Lo guardé y me asomé al comedor a ver si había algo más, dice Migue. Estaba muy oscuro pero lo vi al tipo, sentado en un sillón. Me miraba fijo y pestañeaba, como si se acabara de despertar. Era todo pelado, hasta las cejas, y tenía muchas arrugas, me dio miedo. Perdón, le dije, fue lo primero que se me ocurrió. Él movió una mano muy despacio. Al lado tenía un teléfono. Saqué el revólver y dije no, pero levantó el tubo. Entonces le disparé. Pum, y un tirón en el hombro, no sabía lo fuerte que pateaba. El tipo quedó ahí, en el sillón, con el pecho lleno de sangre y los ojos abiertos. Antes de irme se los cerré.

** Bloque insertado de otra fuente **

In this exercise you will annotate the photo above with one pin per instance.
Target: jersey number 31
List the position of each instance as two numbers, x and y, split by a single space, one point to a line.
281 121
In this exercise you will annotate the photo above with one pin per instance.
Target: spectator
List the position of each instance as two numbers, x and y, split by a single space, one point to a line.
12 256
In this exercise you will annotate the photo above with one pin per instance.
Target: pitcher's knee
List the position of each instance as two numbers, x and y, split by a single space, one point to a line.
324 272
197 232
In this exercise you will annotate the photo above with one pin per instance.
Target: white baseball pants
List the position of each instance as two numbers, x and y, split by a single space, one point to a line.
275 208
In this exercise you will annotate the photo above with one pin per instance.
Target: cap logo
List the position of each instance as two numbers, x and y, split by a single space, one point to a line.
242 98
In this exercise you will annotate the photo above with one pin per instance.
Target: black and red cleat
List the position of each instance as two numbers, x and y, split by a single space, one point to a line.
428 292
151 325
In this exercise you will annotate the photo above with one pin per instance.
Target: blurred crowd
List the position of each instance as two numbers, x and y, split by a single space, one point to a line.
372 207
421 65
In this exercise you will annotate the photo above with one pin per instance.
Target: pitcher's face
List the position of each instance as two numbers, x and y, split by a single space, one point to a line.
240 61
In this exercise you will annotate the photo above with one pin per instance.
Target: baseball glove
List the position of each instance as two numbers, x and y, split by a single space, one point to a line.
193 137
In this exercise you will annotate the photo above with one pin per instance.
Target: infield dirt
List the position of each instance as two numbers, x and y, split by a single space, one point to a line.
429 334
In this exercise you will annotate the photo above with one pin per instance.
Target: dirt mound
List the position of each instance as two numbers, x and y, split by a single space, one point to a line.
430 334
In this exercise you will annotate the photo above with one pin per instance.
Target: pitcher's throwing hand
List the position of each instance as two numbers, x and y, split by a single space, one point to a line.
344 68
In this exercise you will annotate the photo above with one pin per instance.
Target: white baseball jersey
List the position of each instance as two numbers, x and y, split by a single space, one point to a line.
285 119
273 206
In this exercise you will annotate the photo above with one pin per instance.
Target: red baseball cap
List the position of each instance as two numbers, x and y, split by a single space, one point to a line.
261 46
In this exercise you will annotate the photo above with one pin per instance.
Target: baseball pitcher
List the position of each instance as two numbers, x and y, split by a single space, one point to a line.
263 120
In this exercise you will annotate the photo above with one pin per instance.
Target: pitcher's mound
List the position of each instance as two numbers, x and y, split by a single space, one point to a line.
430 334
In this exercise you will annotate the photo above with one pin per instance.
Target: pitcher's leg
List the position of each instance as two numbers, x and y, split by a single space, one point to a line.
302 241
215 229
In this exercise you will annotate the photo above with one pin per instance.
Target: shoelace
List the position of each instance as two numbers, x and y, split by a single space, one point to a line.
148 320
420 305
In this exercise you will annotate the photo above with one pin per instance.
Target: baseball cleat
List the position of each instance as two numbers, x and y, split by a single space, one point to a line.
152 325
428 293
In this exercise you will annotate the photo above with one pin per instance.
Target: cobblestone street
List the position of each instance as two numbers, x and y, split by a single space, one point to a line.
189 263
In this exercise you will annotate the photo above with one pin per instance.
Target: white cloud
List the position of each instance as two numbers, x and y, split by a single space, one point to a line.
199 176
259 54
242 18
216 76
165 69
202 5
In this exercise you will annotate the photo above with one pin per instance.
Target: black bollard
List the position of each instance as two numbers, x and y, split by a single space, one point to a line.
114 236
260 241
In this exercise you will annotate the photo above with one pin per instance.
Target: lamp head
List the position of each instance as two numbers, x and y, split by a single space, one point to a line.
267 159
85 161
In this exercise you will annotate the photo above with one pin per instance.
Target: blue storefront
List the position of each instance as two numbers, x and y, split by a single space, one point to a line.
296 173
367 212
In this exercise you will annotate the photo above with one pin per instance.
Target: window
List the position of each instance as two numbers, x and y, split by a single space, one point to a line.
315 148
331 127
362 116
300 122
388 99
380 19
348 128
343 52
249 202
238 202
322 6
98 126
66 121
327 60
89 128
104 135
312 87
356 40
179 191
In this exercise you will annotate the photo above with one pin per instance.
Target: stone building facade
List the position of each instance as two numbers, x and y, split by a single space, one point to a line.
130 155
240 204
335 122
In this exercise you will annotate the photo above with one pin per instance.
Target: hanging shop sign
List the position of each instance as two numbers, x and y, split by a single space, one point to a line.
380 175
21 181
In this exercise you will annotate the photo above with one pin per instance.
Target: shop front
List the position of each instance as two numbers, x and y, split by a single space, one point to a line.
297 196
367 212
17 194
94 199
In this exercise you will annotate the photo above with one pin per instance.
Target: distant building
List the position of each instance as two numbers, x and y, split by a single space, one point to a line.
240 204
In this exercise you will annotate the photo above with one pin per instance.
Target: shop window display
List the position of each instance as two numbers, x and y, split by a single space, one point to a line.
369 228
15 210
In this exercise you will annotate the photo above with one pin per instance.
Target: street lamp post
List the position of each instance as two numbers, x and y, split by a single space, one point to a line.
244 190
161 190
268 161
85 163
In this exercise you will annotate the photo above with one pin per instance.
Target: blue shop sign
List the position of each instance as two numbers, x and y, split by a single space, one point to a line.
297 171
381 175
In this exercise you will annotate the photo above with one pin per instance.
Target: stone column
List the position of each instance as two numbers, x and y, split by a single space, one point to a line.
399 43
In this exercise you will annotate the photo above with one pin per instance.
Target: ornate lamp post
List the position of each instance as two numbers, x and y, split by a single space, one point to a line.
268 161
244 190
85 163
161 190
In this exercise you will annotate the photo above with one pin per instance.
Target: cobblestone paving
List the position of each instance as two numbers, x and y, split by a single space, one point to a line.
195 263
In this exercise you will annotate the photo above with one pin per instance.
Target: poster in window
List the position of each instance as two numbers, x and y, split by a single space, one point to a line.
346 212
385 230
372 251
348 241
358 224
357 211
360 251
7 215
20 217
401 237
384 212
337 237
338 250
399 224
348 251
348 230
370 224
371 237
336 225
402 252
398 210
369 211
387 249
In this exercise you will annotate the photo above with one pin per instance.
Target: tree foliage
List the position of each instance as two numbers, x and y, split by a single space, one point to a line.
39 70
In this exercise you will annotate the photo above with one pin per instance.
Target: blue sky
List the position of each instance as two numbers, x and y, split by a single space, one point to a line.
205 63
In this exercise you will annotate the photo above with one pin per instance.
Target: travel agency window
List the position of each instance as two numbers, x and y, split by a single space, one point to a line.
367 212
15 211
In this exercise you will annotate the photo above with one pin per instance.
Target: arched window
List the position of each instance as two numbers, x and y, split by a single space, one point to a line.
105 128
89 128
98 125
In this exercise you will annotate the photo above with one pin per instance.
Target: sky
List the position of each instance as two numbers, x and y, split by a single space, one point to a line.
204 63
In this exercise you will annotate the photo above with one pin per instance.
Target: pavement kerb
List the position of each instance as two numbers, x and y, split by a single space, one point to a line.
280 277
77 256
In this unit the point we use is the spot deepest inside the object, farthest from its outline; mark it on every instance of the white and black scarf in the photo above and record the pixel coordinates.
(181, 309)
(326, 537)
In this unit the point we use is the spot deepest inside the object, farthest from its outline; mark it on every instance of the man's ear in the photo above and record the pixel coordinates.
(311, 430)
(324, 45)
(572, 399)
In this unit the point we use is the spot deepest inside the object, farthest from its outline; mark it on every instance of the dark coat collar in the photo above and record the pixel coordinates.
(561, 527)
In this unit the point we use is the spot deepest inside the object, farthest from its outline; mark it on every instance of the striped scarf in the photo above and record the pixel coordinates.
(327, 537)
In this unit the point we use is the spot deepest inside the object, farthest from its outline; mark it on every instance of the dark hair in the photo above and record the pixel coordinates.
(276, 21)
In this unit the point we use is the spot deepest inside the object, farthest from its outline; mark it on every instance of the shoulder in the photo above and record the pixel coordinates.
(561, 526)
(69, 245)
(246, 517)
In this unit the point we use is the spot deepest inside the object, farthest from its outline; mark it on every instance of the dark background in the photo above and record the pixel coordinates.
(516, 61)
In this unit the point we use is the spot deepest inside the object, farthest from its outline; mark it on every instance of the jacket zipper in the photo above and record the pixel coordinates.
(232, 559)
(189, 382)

Se queda callado y le agarro la mano, la siento fría. Agarro la bolsa con el coso, le meto unas piedras adentro, hago un nudo. Salimos con el bote. Migue rema un rato, nos vamos bien lejos y lo tiramos al agua.

Volvió a salir, me desperté y no estaba. Como hace calor me quedo todo el día en el muelle, me meto al agua de a ratos, leo un poco.

Migue vuelve tarde, a la hora de los mosquitos. Le pido de nuevo que no se vaya más, por favor, que se quede conmigo.

Él saca plata de su mochila, bastante plata, y busca la caja donde la guarda. Cuenta fajos y los separa en pilones. Migue, digo.

No me mira, me dice que no se mete más en casas, que hace otros trabajos más fáciles para los pibes que le alquilaban la moto. Lleva y trae cosas, acompaña a alguno a reuniones de trabajo y se queda en la puerta. Como un guardaespaldas, dice.

No me gusta, digo.

Él me mira. No les va a faltar nada, me responde, ni a vos ni a Ofelia.

No importa eso, Migue.

Pero ya no me escucha, sigue contando billetes, parece en trance.

Estoy enorme y me canso de solo mirarlo. No sabe quedarse quieto. Si no sale, se la pasa haciendo cosas en la casa. A veces empieza una tarea y a la mitad se distrae, pasa a otra. O lo veo en el jardín con una herramienta en la mano, tratando de recordar en qué estaba. Va y viene. Lleva, trae. Pone, saca. Cuanto más trabaja, más trabajo tiene después.

Es de noche y no vuelve, salió muy temprano. Nunca tardó tanto, nunca tuve que dormir sola.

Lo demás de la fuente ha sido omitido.